Officers questioned McClain before they tackled him, believing he was reaching for one of their guns, police said. There has been no evidence showing McClain, who was not armed, tried take one of the guns.

Officer Nathan Woodyard, set to go on trial this week, then put McClain in a chokehold that forced him into unconsciousness, prosecutors have said. He was fired.

A pair of responding paramedics, also set for trial this year, injected McClain with ketamine to sedate him after police video showed him writhing on the ground, saying, “I can’t breathe, please,” and throwing up. He apologized for vomiting.

Minutes later, McClain was found to have no pulse in the ambulance and went into cardiac arrest, according to a report released in fall 2019 by a local prosecutor, Dave Young.

McClain was revived but later declared brain dead and then taken off life support. He died Aug. 30.

Former Aurora police officers Jason Rosenblatt and Randy Roedema.
Former Aurora police officers Jason Rosenblatt and Randy Roedema.Jack Dempsey / AP

Aurora Police Chief Art Acevedo, who was hired in November and who was not chief when McClain died, said in a statement Thursday that many in the community had been waiting for the trial.

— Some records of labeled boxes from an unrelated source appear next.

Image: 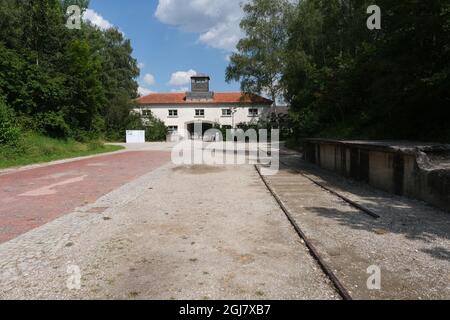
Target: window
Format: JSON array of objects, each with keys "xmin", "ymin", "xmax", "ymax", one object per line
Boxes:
[
  {"xmin": 167, "ymin": 126, "xmax": 178, "ymax": 134},
  {"xmin": 222, "ymin": 109, "xmax": 231, "ymax": 117},
  {"xmin": 248, "ymin": 108, "xmax": 258, "ymax": 117}
]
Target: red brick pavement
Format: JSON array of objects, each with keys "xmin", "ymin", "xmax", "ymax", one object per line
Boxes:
[{"xmin": 0, "ymin": 151, "xmax": 170, "ymax": 243}]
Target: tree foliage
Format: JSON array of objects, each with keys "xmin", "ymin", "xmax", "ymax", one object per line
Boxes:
[
  {"xmin": 283, "ymin": 0, "xmax": 450, "ymax": 142},
  {"xmin": 227, "ymin": 0, "xmax": 450, "ymax": 142},
  {"xmin": 226, "ymin": 0, "xmax": 291, "ymax": 102},
  {"xmin": 0, "ymin": 0, "xmax": 139, "ymax": 140}
]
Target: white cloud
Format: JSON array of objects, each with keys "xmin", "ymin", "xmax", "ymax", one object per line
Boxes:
[
  {"xmin": 155, "ymin": 0, "xmax": 245, "ymax": 51},
  {"xmin": 144, "ymin": 73, "xmax": 156, "ymax": 86},
  {"xmin": 83, "ymin": 9, "xmax": 114, "ymax": 30},
  {"xmin": 138, "ymin": 86, "xmax": 155, "ymax": 96},
  {"xmin": 169, "ymin": 69, "xmax": 197, "ymax": 87}
]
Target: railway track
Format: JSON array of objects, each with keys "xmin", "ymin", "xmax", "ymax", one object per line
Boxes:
[{"xmin": 255, "ymin": 165, "xmax": 353, "ymax": 300}]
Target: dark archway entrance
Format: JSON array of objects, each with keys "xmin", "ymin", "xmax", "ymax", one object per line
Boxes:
[{"xmin": 187, "ymin": 122, "xmax": 213, "ymax": 139}]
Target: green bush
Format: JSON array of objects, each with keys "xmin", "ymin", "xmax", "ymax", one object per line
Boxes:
[
  {"xmin": 0, "ymin": 99, "xmax": 20, "ymax": 146},
  {"xmin": 38, "ymin": 112, "xmax": 70, "ymax": 138}
]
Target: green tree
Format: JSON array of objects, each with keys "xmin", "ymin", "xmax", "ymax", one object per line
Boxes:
[{"xmin": 226, "ymin": 0, "xmax": 291, "ymax": 103}]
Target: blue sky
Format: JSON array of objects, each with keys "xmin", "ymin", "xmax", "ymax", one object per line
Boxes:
[{"xmin": 85, "ymin": 0, "xmax": 242, "ymax": 93}]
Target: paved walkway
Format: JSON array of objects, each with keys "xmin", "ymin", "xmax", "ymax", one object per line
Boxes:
[
  {"xmin": 0, "ymin": 151, "xmax": 170, "ymax": 243},
  {"xmin": 0, "ymin": 153, "xmax": 339, "ymax": 300}
]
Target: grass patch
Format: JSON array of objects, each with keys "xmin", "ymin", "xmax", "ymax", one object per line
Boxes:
[{"xmin": 0, "ymin": 133, "xmax": 123, "ymax": 169}]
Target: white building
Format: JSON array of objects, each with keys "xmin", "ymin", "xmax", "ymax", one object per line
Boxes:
[{"xmin": 135, "ymin": 74, "xmax": 272, "ymax": 138}]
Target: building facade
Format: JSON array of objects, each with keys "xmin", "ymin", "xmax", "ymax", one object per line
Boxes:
[{"xmin": 135, "ymin": 75, "xmax": 272, "ymax": 138}]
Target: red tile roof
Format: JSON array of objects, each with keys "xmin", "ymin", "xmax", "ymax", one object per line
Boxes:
[{"xmin": 136, "ymin": 92, "xmax": 272, "ymax": 105}]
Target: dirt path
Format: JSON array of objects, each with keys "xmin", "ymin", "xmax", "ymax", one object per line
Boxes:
[{"xmin": 0, "ymin": 164, "xmax": 339, "ymax": 299}]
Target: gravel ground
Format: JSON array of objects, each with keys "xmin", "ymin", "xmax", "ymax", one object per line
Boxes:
[
  {"xmin": 260, "ymin": 152, "xmax": 450, "ymax": 299},
  {"xmin": 0, "ymin": 164, "xmax": 339, "ymax": 299}
]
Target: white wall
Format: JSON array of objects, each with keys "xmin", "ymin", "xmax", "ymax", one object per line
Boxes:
[{"xmin": 135, "ymin": 104, "xmax": 270, "ymax": 136}]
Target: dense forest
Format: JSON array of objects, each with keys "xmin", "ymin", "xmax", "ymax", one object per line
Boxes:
[
  {"xmin": 226, "ymin": 0, "xmax": 450, "ymax": 142},
  {"xmin": 0, "ymin": 0, "xmax": 144, "ymax": 144}
]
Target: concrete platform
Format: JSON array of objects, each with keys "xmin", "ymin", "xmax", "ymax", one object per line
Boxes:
[
  {"xmin": 260, "ymin": 151, "xmax": 450, "ymax": 300},
  {"xmin": 304, "ymin": 139, "xmax": 450, "ymax": 211}
]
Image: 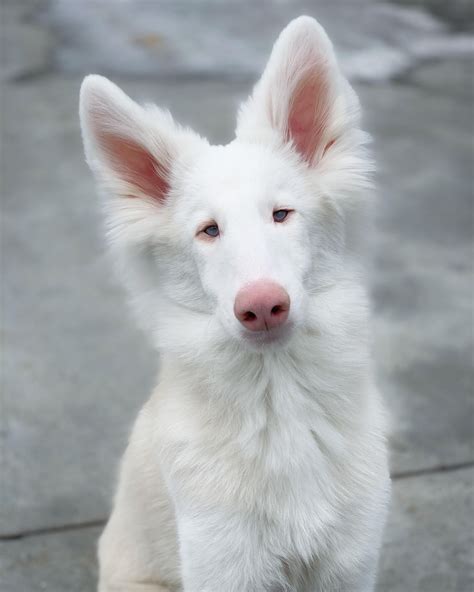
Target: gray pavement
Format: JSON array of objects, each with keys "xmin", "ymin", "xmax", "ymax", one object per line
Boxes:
[{"xmin": 0, "ymin": 0, "xmax": 474, "ymax": 592}]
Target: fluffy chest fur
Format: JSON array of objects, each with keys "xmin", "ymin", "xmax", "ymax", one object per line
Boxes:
[{"xmin": 154, "ymin": 344, "xmax": 385, "ymax": 565}]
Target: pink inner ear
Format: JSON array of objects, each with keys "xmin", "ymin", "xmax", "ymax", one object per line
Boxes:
[
  {"xmin": 100, "ymin": 133, "xmax": 169, "ymax": 202},
  {"xmin": 288, "ymin": 67, "xmax": 330, "ymax": 162}
]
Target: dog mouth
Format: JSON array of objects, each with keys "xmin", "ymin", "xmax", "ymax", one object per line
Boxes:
[{"xmin": 241, "ymin": 323, "xmax": 292, "ymax": 350}]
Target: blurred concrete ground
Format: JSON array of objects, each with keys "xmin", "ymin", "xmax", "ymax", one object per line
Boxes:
[{"xmin": 0, "ymin": 0, "xmax": 474, "ymax": 592}]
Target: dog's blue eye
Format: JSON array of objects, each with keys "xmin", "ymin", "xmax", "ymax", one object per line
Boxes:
[
  {"xmin": 273, "ymin": 210, "xmax": 291, "ymax": 222},
  {"xmin": 203, "ymin": 224, "xmax": 219, "ymax": 238}
]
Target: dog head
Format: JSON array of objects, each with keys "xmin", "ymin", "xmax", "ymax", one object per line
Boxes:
[{"xmin": 80, "ymin": 17, "xmax": 371, "ymax": 360}]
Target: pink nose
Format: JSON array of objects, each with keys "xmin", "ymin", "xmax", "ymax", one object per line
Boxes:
[{"xmin": 234, "ymin": 280, "xmax": 290, "ymax": 331}]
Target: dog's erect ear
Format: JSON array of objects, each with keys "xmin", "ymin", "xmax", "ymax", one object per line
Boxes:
[
  {"xmin": 237, "ymin": 17, "xmax": 358, "ymax": 165},
  {"xmin": 80, "ymin": 75, "xmax": 178, "ymax": 203}
]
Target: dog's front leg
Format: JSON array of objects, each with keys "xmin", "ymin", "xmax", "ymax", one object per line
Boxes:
[{"xmin": 178, "ymin": 509, "xmax": 283, "ymax": 592}]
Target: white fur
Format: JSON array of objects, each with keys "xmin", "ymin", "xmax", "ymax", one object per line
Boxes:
[{"xmin": 81, "ymin": 17, "xmax": 390, "ymax": 592}]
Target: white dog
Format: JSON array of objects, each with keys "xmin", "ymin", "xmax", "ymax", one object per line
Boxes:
[{"xmin": 80, "ymin": 17, "xmax": 390, "ymax": 592}]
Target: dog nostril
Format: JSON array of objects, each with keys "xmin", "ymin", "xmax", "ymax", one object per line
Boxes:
[{"xmin": 244, "ymin": 310, "xmax": 257, "ymax": 321}]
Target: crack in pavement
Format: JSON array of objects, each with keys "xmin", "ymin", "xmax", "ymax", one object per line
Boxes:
[{"xmin": 0, "ymin": 460, "xmax": 474, "ymax": 542}]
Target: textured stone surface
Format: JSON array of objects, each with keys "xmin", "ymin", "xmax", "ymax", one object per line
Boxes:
[
  {"xmin": 377, "ymin": 468, "xmax": 474, "ymax": 592},
  {"xmin": 0, "ymin": 0, "xmax": 474, "ymax": 592},
  {"xmin": 0, "ymin": 469, "xmax": 474, "ymax": 592}
]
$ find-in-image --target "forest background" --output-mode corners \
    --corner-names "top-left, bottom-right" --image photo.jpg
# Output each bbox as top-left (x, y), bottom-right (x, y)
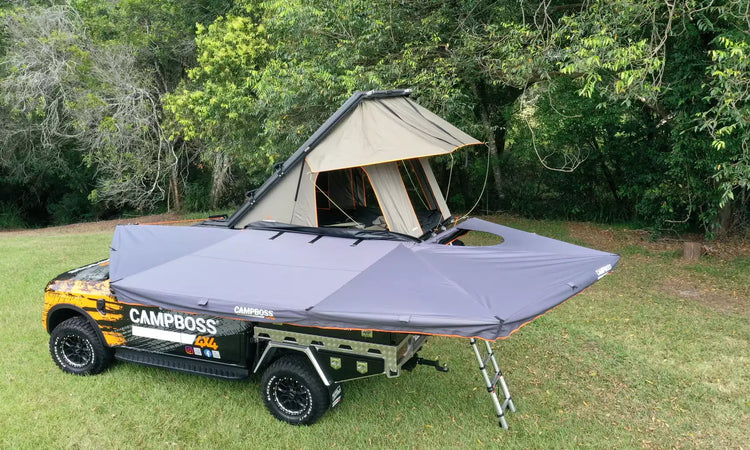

“As a nation, we must be committed to the rule of law. As such, we hold the American judicial process in high regard,” Acevedo said. “We respect the verdict handed down by the jury, and thank the members of the jury for their thoughtful deliberation and service.”

The deadly confrontation sparked months of protests against police brutality in Colorado, before the national demonstrations that erupted in response to the police killing of George Floyd in Minneapolis on May 25, 2020.

Adams County prosecutors initially opted against charging the police officers and the paramedics, but the state attorney general intervened and secured indictments.

An independent probe commissioned by the city released in 2021 found that officers had no legal basis for detaining McClain and that paramedics on the scene sedated McClain, who was 5-foot-6 and weighed 140 pounds, “without conducting anything more than a brief visual observation.”